Bankrupt cryptocurrency exchange FTX has reached a settlement agreement with Evolve Bank and Silicon Valley Community Foundation (SVCF) that could allow it to recover up to $21 million in assets.
These settlements still require court approval, and a hearing is scheduled for Nov. 20, according to an Oct. 30 court filing.
Evolve bank payment
Prior to FTX's bankruptcy in 2022, Evolve Bank maintained three accounts with West Realm Shires Services Inc., an affiliate of FTX, under the Master Bank Services Agreement (MBSA). These accounts held more than $13 million in deposits on behalf of FTX affiliates.
Initially, Evolve Bank filed a non-customer certificate of claim for the full balance due to MBSA-related damages and potential legal costs.

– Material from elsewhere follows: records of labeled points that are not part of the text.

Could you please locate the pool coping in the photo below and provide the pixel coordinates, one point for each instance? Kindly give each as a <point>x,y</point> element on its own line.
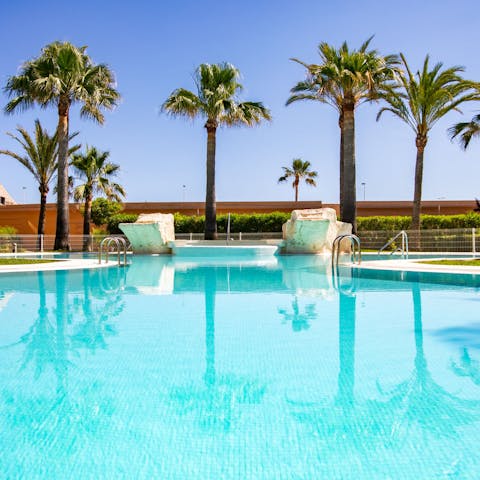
<point>60,264</point>
<point>411,265</point>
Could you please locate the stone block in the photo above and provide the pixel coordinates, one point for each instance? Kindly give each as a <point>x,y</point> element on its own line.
<point>312,231</point>
<point>151,233</point>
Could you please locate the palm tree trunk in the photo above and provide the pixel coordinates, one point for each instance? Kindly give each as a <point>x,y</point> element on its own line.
<point>349,213</point>
<point>63,220</point>
<point>87,219</point>
<point>210,202</point>
<point>420,142</point>
<point>417,196</point>
<point>42,214</point>
<point>340,124</point>
<point>43,210</point>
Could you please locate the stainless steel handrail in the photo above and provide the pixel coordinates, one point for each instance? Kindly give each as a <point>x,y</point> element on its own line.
<point>121,249</point>
<point>403,249</point>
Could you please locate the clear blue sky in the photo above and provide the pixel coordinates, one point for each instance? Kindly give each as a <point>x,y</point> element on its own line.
<point>154,47</point>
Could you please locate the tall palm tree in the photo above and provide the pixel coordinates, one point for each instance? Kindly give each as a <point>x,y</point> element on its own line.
<point>465,131</point>
<point>298,171</point>
<point>345,79</point>
<point>216,101</point>
<point>39,157</point>
<point>421,100</point>
<point>96,172</point>
<point>60,77</point>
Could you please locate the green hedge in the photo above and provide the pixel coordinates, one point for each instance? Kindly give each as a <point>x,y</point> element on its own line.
<point>7,230</point>
<point>114,220</point>
<point>428,222</point>
<point>239,222</point>
<point>272,222</point>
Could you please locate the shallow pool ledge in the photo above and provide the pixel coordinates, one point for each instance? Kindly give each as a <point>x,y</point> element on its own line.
<point>220,248</point>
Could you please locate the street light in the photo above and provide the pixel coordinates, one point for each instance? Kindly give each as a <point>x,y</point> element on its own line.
<point>440,198</point>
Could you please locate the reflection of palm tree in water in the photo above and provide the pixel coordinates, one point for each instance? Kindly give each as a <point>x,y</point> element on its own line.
<point>217,403</point>
<point>467,367</point>
<point>300,321</point>
<point>82,408</point>
<point>98,317</point>
<point>381,424</point>
<point>412,402</point>
<point>338,424</point>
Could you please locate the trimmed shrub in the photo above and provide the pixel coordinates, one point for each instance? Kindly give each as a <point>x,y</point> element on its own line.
<point>428,222</point>
<point>7,230</point>
<point>114,220</point>
<point>103,209</point>
<point>188,224</point>
<point>239,222</point>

However, banks did not initially quantify these costs.
After extensive negotiations, FTX and Evolve Bank agreed to terms under which the financial institution will promptly return approximately $12.77 million to the bankrupt company, while retaining $462,698.65 in compensation costs.

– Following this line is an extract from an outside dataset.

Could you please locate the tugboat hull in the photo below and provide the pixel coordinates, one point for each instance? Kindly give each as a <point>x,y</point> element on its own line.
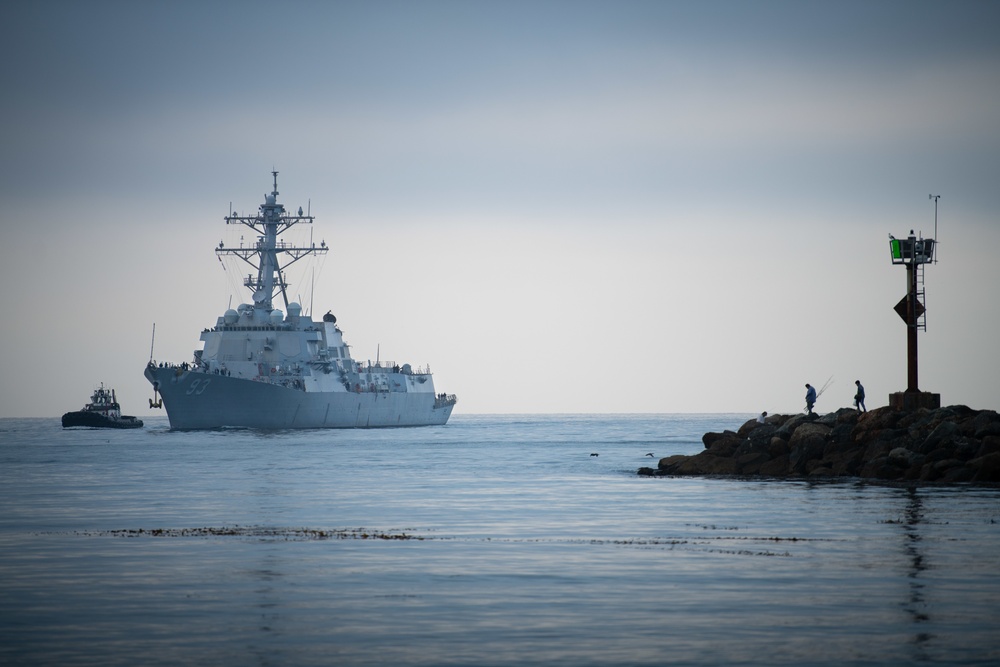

Additionally, Evolve Bank waives all present and potential claims against FTX, including claims for damages and expenses under the MBSA.
FTX filed this settlement in the United States Bankruptcy Court for the District of Delaware to expedite asset recovery and avoid protracted litigation.

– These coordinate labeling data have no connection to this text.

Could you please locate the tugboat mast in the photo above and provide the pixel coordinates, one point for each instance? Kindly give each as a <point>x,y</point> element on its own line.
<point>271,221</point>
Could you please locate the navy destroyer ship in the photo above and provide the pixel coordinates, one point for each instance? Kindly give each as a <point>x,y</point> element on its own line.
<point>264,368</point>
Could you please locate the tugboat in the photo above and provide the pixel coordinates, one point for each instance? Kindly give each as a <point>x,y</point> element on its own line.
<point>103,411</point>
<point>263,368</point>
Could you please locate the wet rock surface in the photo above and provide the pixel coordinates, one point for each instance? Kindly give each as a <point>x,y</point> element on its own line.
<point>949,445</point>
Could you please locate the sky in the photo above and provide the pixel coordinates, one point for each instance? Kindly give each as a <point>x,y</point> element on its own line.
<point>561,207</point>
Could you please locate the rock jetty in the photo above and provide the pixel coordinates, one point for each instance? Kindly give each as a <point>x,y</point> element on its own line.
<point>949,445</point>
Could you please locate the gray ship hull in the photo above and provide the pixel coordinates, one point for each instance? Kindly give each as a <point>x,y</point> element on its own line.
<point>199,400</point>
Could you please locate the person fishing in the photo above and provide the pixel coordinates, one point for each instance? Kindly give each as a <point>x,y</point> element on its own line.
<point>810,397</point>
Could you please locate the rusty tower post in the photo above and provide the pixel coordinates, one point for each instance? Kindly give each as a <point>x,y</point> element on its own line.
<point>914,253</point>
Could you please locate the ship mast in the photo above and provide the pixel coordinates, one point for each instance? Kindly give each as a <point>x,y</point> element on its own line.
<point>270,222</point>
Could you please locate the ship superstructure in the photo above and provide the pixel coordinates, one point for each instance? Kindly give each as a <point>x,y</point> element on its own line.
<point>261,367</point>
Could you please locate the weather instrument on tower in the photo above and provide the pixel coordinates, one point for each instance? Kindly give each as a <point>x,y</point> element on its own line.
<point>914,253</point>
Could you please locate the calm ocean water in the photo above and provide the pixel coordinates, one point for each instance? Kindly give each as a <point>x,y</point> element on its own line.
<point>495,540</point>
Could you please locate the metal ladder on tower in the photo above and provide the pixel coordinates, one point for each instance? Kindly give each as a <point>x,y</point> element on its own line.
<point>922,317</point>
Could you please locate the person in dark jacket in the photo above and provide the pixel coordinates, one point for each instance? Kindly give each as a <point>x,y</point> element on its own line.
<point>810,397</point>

Silicon Valley Community Foundation Settlement
Similarly, FTX negotiated a settlement with SVCF to recover at least $8,574,674.07 and 34,208.70 FTT without filing a lawsuit.
According to court filings, former FTX executives Nishad Singh and Caroline Ellison donated 434,500 FTT tokens to the foundation in December 2021.
From January to November 2022, SVCF sold some of these tokens for $13,625,161, of which $5 million was allocated to external grants. This leaves the organization with a balance of at least $8,574,674.07 and 34,208.70 FTT.
FTX's bankruptcy team maintains that it has good cause to recover the assets transferred by Mr. Singh and Mr. Ellison.
The Foundation therefore agreed to return $8.57 million and the remaining FTT tokens (minus management fees and expenses) to the failed exchange to avoid the need for litigation.